Can somebody give me a hint?

/lars

Author Message

Posted: 05/18/09 09:53:08 -- Modified: 05/18/09 09:55:30 by
lars_kirchhoff

ok, found a solution.. more quickly than I thought :)

foreach (character; TextTrimData.CHARS_2STRIP)
{
    text = TextUtil.replace(text.dup, character, cast(dchar)' ');
}

Is there any faster method?

Posted: 05/18/09 14:32:20

Maybe doing all replacements in a single pass could be faster? If the strings are long, seems likely that it is.

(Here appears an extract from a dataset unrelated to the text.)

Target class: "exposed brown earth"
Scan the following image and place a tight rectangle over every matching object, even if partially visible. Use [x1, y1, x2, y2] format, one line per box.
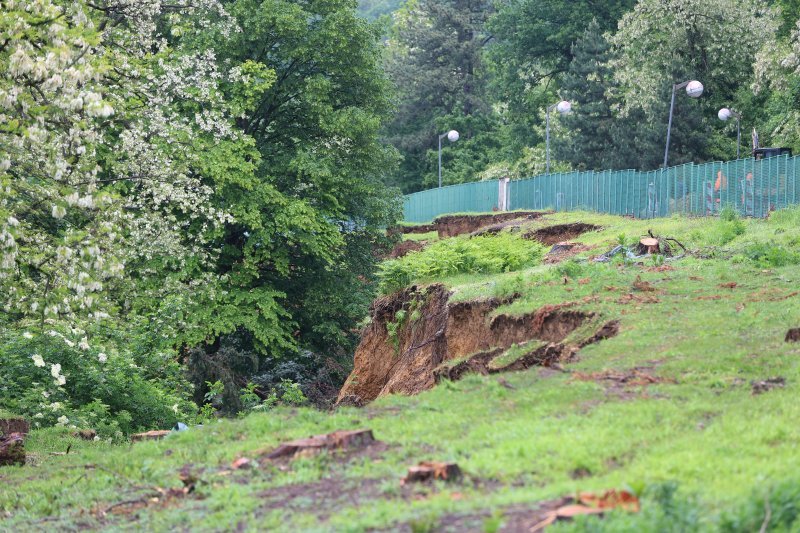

foreach (s; delimiters(text, TextTrimData.CHARS_2STRIP))
{
    s[] = ' ';
}

Posted: 05/18/09 20:45:53 -- Modified: 05/18/09 21:01:24 by
torhu -- Modified 2 Times

Nevermind, that won't work. This should:

foreach (ref s; text)
{
  if (contains(TextTrimData.CHARS_2STRIP, s))
    s = ' ';
}

Posted: 05/20/09 15:12:37 -- Modified: 05/20/09 15:14:35 by
lars_kirchhoff

thank you very much.. your solution is indeed faster. I just wrote up a small test program.

module trim;


import  Integer = tango.text.convert.Integer;
import  TextUtil = tango.text.Util;
import  tango.time.StopWatch;
import  tango.io.Stdout;

const   dchar[] CHARS_2STRIP    = [
                                   0x0022, 0x0023, 0x0024, 0x0025, 0x0026, 0x0027, 
                                   0x0028, 0x0029, 0x002A, 0x002B, 0x002C, 0x002E, 0x002F, 
                                   0x003A, 0x003A, 0x003B, 0x003C, 0x003D, 0x003E, 0x003F, 
                                   0x0040, 0x005B, 0x005C, 0x005D, 0x005E, 0x005F, 0x0060,  
                                   0x007B, 0x007C, 0x007D, 0x007E, 
                                   ];  


void main ( char[][] args )
{
    uint runs = Integer.toInt(args[1]);
    // Put in here a text. This one is a shorter then used for the test
    dchar[] text = "Lorem ipsum dolor sit amet, consectetur laboris re. Reliquarum mihi de opere quod voluptatibus magno...";
    StopWatch sw;
    
    
    sw.start;    
    for (uint i=0; i<runs; i++)
    {
        foreach (character; CHARS_2STRIP)
        {
            text = TextUtil.replace(text.dup, character, cast(dchar)' ');
        }
    }
    Stdout.formatln("Time: {:f4}", sw.stop);
    
    
    sw.start;
    for (uint i=0; i<runs; i++)
    {    
        foreach (ref s; text)
        {
            if (TextUtil.contains(CHARS_2STRIP, s))
                s = ' ';
        }
    }
    Stdout.formatln("Time: {:f4}", sw.stop);    
}

You solution becomes even better when the CHARS_2STRIP array becomes larger:

Times for 31 items:
Time: 6.6042
Time: 4.1018

Times for 272 items:
Time: 54.8661
Time: 25.6716

/lars

Posted: 05/20/09 16:03:49

the example using replace() is doing a quadratic .dup of the content, so you are probably timing the memory allocator instead? Also, such benchmarks are often quite fickle: the number of runs should be in the thousands, minimum, to help amortize whatever the O/S does in the background. You should also ensure CPU throttling (or power saving) is disabled.

That aside, using contains() or locate() will offer good throughput since they can both test multiple characters at a time (depending on CPU and character width).